Degraded state — Ollama unreachable (CanEast AI Node suspended)

When REDACTED:11434 is unreachable:

  • k8sgpt continues running and produces Results with error populated.
  • details field is empty (no LLM explanation generated).
  • The operator logs Finished Reconciling k8sGPT with RequeueTime: 30s rather than an error — this is expected degraded behavior per ADR-0039.
  • Cluster health detection is unaffected; only natural-language explanation is lost.

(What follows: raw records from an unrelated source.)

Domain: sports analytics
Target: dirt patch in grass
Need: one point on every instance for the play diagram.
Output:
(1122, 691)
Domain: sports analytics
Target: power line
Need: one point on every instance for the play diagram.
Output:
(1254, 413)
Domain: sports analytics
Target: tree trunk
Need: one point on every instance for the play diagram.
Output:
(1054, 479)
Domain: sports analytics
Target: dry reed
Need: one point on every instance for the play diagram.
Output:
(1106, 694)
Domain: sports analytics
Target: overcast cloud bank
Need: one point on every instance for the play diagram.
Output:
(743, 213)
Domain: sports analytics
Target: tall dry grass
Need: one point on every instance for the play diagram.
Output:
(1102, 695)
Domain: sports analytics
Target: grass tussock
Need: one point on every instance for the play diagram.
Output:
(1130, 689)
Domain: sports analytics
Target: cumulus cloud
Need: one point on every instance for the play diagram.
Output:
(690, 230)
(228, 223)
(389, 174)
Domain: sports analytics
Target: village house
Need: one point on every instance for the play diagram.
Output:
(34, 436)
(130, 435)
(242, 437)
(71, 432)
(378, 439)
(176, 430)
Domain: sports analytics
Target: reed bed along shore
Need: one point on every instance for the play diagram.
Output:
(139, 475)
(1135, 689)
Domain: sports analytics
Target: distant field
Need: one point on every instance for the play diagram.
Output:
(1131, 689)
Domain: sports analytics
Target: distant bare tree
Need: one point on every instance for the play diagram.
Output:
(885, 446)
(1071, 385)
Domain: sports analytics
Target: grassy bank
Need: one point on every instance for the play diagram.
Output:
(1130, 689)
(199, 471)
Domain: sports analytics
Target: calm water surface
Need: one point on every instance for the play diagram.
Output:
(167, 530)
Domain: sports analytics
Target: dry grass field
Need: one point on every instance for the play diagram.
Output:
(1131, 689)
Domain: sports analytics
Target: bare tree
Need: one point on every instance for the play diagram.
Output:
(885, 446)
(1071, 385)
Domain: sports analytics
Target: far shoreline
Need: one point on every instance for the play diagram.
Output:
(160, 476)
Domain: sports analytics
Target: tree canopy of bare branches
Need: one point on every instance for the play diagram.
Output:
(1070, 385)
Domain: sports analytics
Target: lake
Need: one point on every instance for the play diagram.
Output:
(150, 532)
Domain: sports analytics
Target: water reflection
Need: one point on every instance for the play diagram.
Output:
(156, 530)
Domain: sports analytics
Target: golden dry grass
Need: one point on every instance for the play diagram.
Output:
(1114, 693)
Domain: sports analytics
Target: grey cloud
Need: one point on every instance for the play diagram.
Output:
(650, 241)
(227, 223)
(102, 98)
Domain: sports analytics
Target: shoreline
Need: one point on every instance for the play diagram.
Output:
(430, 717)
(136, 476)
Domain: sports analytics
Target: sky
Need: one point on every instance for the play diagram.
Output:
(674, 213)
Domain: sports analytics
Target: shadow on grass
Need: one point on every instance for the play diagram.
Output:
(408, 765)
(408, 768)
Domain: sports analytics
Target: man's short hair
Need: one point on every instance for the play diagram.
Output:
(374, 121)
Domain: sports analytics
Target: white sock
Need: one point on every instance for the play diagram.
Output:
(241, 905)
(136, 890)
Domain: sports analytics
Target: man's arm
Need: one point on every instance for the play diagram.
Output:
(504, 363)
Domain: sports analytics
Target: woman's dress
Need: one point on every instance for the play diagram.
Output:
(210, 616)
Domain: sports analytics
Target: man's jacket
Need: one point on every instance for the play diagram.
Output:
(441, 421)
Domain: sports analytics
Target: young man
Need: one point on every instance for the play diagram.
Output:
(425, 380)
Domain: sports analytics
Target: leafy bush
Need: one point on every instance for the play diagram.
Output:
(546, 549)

To confirm Ollama reachability from within the cluster:

kubectl run ollama-check --rm -it --restart=Never --image=curlimages/curl -- \
  curl -s http://REDACTED:[REDACTED]/api/tags | python3 -c "import json,sys; print([m['name'] for m in json.load(sys.stdin).get('models',[])])"

Update LLM model

Edit k8s/k8sgpt/k8sgpt-ollama.yaml in archon-platform, change spec.ai.model, then re-apply:

kubectl apply -f k8s/k8sgpt/k8sgpt-ollama.yaml

Ensure the target model is pulled on CanEast AI Node before applying:

# From CanEast AI Node WSL (or any host with Docker)
curl -X POST http://REDACTED:[REDACTED]/api/pull -d '{"name":"<model-name>"}'

Avoid glm-4.7-flash (29.9B) — too slow for k8sgpt analysis cycles. Recommended: qwen3:4b or llama3.2.

Rotate backend

To switch to a different backend (e.g., Groq), update spec.ai in the K8sGPT CR:

spec:
  ai:
    backend: openai          # or groq, amazonbedrock, etc.
    model: llama-3.1-8b-instant
    baseUrl: https://api.groq.com/openai/v1
    secret:
      REDACTED k8sgpt-groq-secret
      key: GROQ_API_KEY

Sovereignty rule (ADR-0039): cluster internals are sovereign data. Any backend that sends cluster topology off-premise violates the sovereignty rule. Hosted backends are only permitted if anonymized: true AND the input data is confirmed non-sensitive. Current configuration uses anonymized: true which redacts names/namespaces before LLM submission.

RBAC note

The operator's manager ClusterRole (release-k8sgpt-operator-controller-manager) grants apiGroups: ['*'], resources: ['*'] with write verbs (effectively cluster-admin scope). This is upstream default for k8sgpt-operator and is a known over-provisioning. Do not narrow this without testing — the operator requires broad read access for cluster analysis and write access to manage Result CRs and the k8sgpt-ollama Deployment. Track narrowing as a future hardening task if cluster grows beyond dev/lab use.

Helm upgrade

helm -n archon-monitoring upgrade release-k8sgpt-operator \
  k8sgpt-operator/k8sgpt-operator \
  --version <new-version>

Current deployed version: 0.2.27 (appVersion 0.2.25). The version: latest field in the K8sGPT CR controls the analysis pod image tag, not the operator version.

Clean up test namespaces

After testing image pull failures or other injected faults:

kubectl delete ns k8sgpt-test

The corresponding Results in archon-monitoring will be cleaned up on the next AnalysisStep.